In my view, Huerta is right on one count, wrong on another. He’s right that the measured risk is low, given the small number of total accidents and miniscule number of fatalities. But I challenge the claim that those 15 people who climbed into the Texas balloon had a good feel for the hazards and risk. If they understood that a balloon that heavy would climb like a slug on a hot and humid July morning in Texas, they might have paused. I would have. In fact, there’s no way I’d ever get into a balloon basket with more than four people.

Read the accident reports and you can reach your own conclusion about relative risk, but even smallish hot air balloons are a handful in anything but the lightest winds. High-wind landings are almost certain to capsize the basket and that either causes the occupants to bounce around like dice in a throw cup or it ejects them to be dragged or run over by the basket. And when they’re ejected, the now-lighter balloon can climb clear of the surface, presenting a second opportunity for a fast touchdown as the pilot frantically attempts to dump hot air through the crown vent. And balloon baskets, compared to airplane cabins, have zero crashworthiness. The common injury in hard landings is broken ankles and legs. Over a beer sometime, I’ll regale you with how much that hurts. On the plus side, as I’ve detailed above, the numerical risk appears relatively low.

And it’s not clear to me that further regulation of the commercial balloon industry would drive it any lower.

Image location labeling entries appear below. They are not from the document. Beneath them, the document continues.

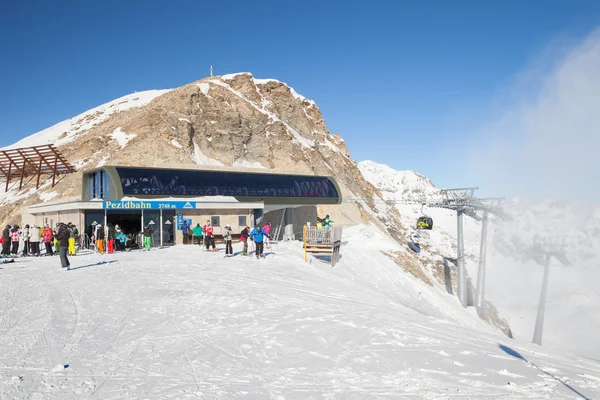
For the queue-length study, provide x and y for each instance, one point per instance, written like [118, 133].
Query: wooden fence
[323, 241]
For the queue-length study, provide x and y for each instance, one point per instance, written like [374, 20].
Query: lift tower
[542, 252]
[463, 201]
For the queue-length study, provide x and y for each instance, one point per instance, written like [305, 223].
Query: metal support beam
[460, 259]
[288, 232]
[539, 322]
[480, 290]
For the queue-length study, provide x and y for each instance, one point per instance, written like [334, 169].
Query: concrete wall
[302, 215]
[52, 218]
[200, 216]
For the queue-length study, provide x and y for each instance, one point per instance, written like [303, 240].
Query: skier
[47, 238]
[122, 240]
[209, 237]
[34, 239]
[63, 236]
[56, 243]
[99, 238]
[6, 240]
[15, 236]
[148, 237]
[24, 241]
[244, 239]
[198, 233]
[256, 236]
[72, 236]
[185, 230]
[267, 230]
[227, 238]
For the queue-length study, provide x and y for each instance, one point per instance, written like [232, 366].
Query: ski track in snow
[185, 323]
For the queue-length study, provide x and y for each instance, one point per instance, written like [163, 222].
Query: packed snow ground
[184, 323]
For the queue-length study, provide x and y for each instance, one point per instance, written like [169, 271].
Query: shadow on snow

Far more so than flying fixed-wing airplanes, safe ballooning requires such a canny sense of wind and weather that much is necessarily left to chance. Ask any balloon pilot with much experience and you’ll hear stories of surface winds that came up out of nowhere, unforecast. And of hard landings and wild, high-wind drags through plowed fields across the furrows. It’s just part of the sport and I don’t see how it can be regulated away. Perhaps for large commercial balloons, defined ops specs might place performance limitations with regard to surface temperature at time of launch or other factors that give the flight a slight edge. But given how much of ballooning depends on fine-point judgment of unpredictable air masses, I just don’t see it making much difference. I think Huerta’s right; the juice ain’t worth the squeezing.

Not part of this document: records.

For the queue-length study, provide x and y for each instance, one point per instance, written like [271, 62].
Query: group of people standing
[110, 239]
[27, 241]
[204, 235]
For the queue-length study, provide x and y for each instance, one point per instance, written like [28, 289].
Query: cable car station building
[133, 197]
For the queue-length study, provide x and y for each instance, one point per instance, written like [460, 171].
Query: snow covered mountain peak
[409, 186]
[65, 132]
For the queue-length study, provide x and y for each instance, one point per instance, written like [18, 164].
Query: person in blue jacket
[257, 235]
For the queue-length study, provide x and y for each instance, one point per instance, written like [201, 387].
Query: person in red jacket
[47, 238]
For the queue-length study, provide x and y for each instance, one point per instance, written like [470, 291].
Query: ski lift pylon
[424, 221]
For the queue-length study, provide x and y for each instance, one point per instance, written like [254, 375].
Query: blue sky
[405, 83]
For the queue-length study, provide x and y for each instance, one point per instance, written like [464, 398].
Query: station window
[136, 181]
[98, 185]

I suppose prohibiting high-capacity balloons that carry more than, say, six people, is an option. I wouldn’t oppose that. On the other hand, my view is that if people are willing to assume the risk and there’s no unusual hazard to people on the ground, they should be allowed to do what they want. The government has an interest in making sure they understand the risks, which can be done through the informed consent model. For the purpose of liability reduction, balloon operators routinely have their clients sign waivers similar to those we sign in skydiving. These basically affirm that the participant understands the risk, acknowledges that he or she can be hurled to the ground, electrocuted or burned to death and accepts the risk of that. It’s caveat emptor and carpe diem stitched into a dozen, harsh, legalistic paragraphs. One drop zone I jumped at actually required you to stand in a front of a video camera and acknowledge you understood and accepted the lunatic thing you were about to do.

The FAA is often accused of tombstone mentality in deciding what to regulate. That’s usually said like it’s a bad thing. But if it didn’t do so, we would be more buried in regulations than we already are and as commercial ballooning may be about to be. But in the wake of horrific, high-profile accidents, only nerds like me argue to, you know, look at the actual numbers. Optics rule all and that’s likely to happen following this accident, too.